Brancher un smartphone à un ordinateur ne devrait pas suffire à en extraire les données sensibles.
Le principe du TEE consiste à isoler certaines opérations sensibles, comme la gestion des clés cryptographiques, dans une zone sécurisée du processeur. Théoriquement, cela protège les données importantes du reste du système. En pratique, cette zone reste intégrée au même processeur que le reste du smartphone, ce qui peut poser problème lors d’attaques physiques.

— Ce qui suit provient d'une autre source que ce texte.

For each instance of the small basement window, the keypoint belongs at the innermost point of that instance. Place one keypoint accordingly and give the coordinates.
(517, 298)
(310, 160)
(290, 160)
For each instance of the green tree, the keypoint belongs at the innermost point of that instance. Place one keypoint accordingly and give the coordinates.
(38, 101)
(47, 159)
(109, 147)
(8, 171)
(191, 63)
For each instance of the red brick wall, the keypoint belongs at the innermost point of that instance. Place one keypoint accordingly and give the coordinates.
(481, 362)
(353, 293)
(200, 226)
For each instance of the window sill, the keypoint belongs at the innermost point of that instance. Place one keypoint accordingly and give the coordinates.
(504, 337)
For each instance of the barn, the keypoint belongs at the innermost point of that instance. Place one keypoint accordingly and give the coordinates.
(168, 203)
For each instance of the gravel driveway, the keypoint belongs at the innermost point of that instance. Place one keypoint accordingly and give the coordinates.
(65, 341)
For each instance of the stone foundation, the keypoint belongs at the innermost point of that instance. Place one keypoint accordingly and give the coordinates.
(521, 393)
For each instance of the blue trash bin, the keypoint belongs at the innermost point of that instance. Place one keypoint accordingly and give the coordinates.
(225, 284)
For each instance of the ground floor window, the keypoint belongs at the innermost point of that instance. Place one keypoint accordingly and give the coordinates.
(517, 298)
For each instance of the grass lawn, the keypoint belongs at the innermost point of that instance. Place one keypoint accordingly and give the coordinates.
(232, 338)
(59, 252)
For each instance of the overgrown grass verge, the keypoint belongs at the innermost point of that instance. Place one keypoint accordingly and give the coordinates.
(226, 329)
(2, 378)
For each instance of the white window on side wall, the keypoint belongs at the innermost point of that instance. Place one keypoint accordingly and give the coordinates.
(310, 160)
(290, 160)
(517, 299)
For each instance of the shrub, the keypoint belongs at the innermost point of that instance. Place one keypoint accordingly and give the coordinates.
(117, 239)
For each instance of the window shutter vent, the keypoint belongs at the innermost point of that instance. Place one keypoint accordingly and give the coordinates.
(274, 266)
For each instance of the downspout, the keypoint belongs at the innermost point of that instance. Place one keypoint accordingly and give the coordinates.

Charles Guillemet résume la différence avec d’autres approches : « Les puces généralistes sont conçues pour leur simplicité d’utilisation. Les Secure Elements sont conçus pour protéger les clés. » Certains appareils adoptent une architecture différente. Les iPhone, les Pixel ou certains smartphones équipés de processeurs Snapdragon utilisent un composant de sécurité dédié, comme le Secure Enclave d’Apple ou le Titan M2 de Google, qui isole physiquement les informations sensibles du reste du système. Cette séparation matérielle complique nettement les attaques directes sur l’appareil.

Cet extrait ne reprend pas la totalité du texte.